Literary Japanese: shifting around the order of topics

By | August 26, 2019

In English, language used in literature can be quite different to that used in everyday conversation, with variations in vocabulary, sentence length, and word order, among other things. For example, a simple phrase like “A captain was I!” has a tone that marks it as literary, and generally wouldn’t be used in spoken language unless someone was trying to be dramatic. Here the only change from everyday English (“I was a captain!”) is the word order.

Literary Japanese is also very rich with things that change nuance and tone. In this post I want to focus on one aspect of literary Japanese: changing the location of a topic which uses the particle “wa” (は).

Let’s start with a sentence that has typical word order:

  • ようこはお店で弁当を買って、家で食べました。 (youko wa omise de bentou wo katte, ie de tabemashita)
  • Yoko bought a bento box at the store and ate it at home.

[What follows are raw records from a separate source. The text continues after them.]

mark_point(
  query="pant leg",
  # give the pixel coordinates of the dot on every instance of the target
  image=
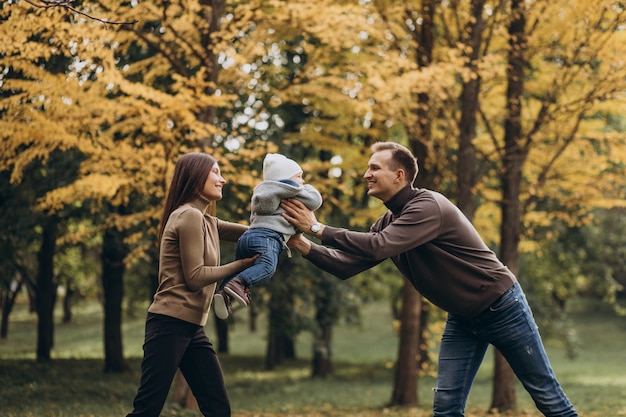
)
(203, 372)
(268, 244)
(511, 328)
(164, 346)
(460, 356)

The topic of the sentence (in bold above), can actually be shifted to later in the sentence:

  • お店で弁当を買ってようこは家で食べました。 (omise de bentou wo katte youko wa ie de tabemashita)

Here, the meaning is not changed (Yoko is still the person doing the buying), but the flow––the order that the reader parses things in––is significantly different.

Why would an author want to use this sort of variation? One reason is to avoid the repetition of a bunch of sentences that begin with “Yoko wa”. Another option is to omit the topic altogether, something common in both literary and informal Japanese. However using the topic-in-the-middle pattern above allows “reminding” a reader what the sentence is about without starting with that word.

How would this be rendered in English? It turns out there is a fairly straightforward way:

  • Buying a bento box at the store, Yoko ate it at home.

Even this English translation has a bit of a literary feel to it, and I don’t think you would typically speak this way.

Another common grammatical pattern is to begin the sentence with a topic that is modified by a clause. Because modifying clauses in Japanese occur on the left side of the word they modify, you end up with a similar word order to what we just talked about, except the verb tense is different.

  • お店で弁当を買ったようこは家で食べました。 (omise de bentou wo katta youko wa ie de tabemashita)

The only difference between this and the previous example is the word 買って (te-form) is now 買った (past form). 「お店で弁当を買った」is the clause that modifies ようこ, essentially acting as an adjective (see this related post about verbs and adjectives). Its important to think this way, since trying to apply お店で or 弁当を to the final verb (食べました) doesn’t make sense.

The meaning of this variation is almost the same as the first two example sentences, but there is a nuance difference because the action of first verb is separated from the action of the second. But when the te-form is used (2nd example), it’s more like a stream of successive actions (though technically they don’t have to be immediately one after another). Regardless, this sentence structure is another way to adjust the nuance and flow of a sentence and avoid repetitive prose.

There are few ways to render this sentence in English. First, you could use the translation from the previous example (“Buying a bento box at the store, Yoko ate it at home.”). To add further separation between the verbs, you could instead leverage the “perfect aspect” (have + past participle):

  • Having bought a bento box at the store, Yoko ate it at home.

Both of these options retain the phrase order of the original Japanese sentence, but you can also use another kind of sentence structure if you don’t mind changing the order:

  • Yoko, who bought a bento box at the store, ate it at home.

(Note: In English, commas are often used to set off information that is not critical, and perhaps this sentence is a little awkward for that reason.)

As in all translation, there is no single right rendering. It depends on the context and what the translator wants to emphasize.

On a final point, while the above grammar patterns could technically be used for subjects followed by the が (ga) particle, “wa” is more common and feels more natural, at least for the above example sentences.